While a Military Aviation Authority (MAA) probe into the accident was undertaken, no Fatal Accident Inquiry (FAI) was because at the time rules did not allow an automatic civilian inquiry into military deaths.
One of the outcomes of the MAA report was that collision warning technology, had it been fitted to the aircraft, may have saved lives, with the report author saying that it was an “unsustainable position” for the Ministry of Defence not to fit such systems to the current Typhoon fleet.
That was an argument pressed often by former Moray MP Angus Robertson – and one that current MP Douglas Ross seems determined to continue: “I believe that any measures that can be taken to reduce the risk to aircrew in training and operations must be considered – and I will be questioning defence ministers on this.
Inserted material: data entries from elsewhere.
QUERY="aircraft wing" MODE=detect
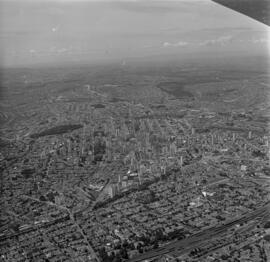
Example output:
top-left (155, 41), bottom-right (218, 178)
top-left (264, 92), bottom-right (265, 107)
top-left (212, 0), bottom-right (270, 26)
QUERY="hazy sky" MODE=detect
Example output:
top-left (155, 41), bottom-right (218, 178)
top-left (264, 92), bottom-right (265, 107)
top-left (0, 0), bottom-right (269, 66)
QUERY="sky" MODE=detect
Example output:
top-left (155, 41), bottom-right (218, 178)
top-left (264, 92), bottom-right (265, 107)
top-left (0, 0), bottom-right (269, 67)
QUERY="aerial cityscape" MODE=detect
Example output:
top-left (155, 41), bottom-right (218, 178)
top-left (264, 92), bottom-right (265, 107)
top-left (0, 0), bottom-right (270, 262)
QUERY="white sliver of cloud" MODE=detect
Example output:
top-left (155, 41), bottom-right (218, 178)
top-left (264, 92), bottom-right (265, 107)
top-left (163, 41), bottom-right (188, 47)
top-left (200, 35), bottom-right (233, 46)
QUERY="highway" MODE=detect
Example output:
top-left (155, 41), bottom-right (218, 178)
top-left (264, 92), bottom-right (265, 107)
top-left (128, 202), bottom-right (270, 262)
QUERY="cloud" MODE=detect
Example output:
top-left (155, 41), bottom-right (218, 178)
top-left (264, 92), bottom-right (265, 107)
top-left (163, 41), bottom-right (188, 47)
top-left (200, 35), bottom-right (233, 46)
top-left (252, 38), bottom-right (269, 44)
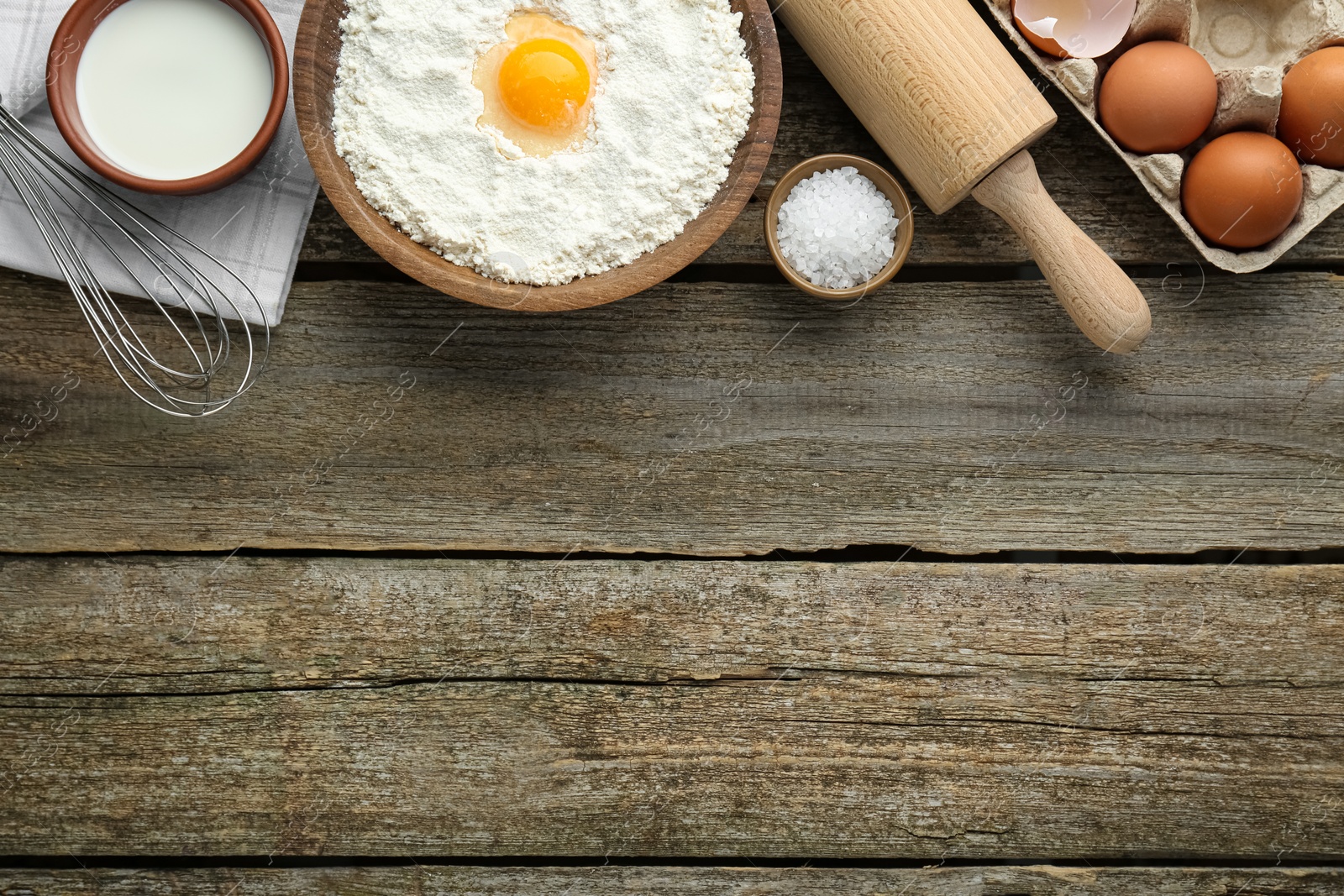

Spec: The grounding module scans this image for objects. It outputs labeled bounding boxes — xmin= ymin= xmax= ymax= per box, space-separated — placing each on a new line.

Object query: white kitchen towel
xmin=0 ymin=0 xmax=318 ymax=325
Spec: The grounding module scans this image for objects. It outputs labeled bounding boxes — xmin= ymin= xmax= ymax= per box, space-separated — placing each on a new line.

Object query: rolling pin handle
xmin=972 ymin=150 xmax=1152 ymax=354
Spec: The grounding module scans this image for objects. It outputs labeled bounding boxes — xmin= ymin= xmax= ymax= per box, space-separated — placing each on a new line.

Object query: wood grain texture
xmin=294 ymin=0 xmax=784 ymax=312
xmin=0 ymin=558 xmax=1344 ymax=862
xmin=0 ymin=274 xmax=1344 ymax=556
xmin=774 ymin=0 xmax=1058 ymax=215
xmin=972 ymin=150 xmax=1153 ymax=354
xmin=302 ymin=27 xmax=1344 ymax=265
xmin=0 ymin=865 xmax=1344 ymax=896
“Five years on from the tragic incident it is important that lessons are learned.”
The Ministry of Defence insist that safety remains of paramount concern, adding that they remain committed to installing a collision warning system to the Typhoon fleet “as a priority” – however, critics point out that five years on not enough has been done.
Meanwhile at Holyrood, Moray MSP Richard Lochhead has said that the continuing lack of collision warning systems should be regarded as ‘new evidence’ and allow a FAI to take place.
New rules introduced last month allowing FAI’s on military deaths, but these are not retrospective unless there is new evidence.
Mr Lochhead told the P&J newspaper: “I believe the correct course of action is for the Crown Office to consult with families of the lost crew members to establish their views on conducting a FAI into the crash now that legislation has changed.
“There is a strong argument that it would be in the public interest for an FAI – it would allow the relevant issues to be addressed in a far more open and transparent manner and for proper scrutiny of the relevant authorities and issues.
“As we mark the fifth anniversary of this tragic crash, it is vital that lessons are learned from a full investigation and to allow the bereaved some closure should an FAI remain their wish.”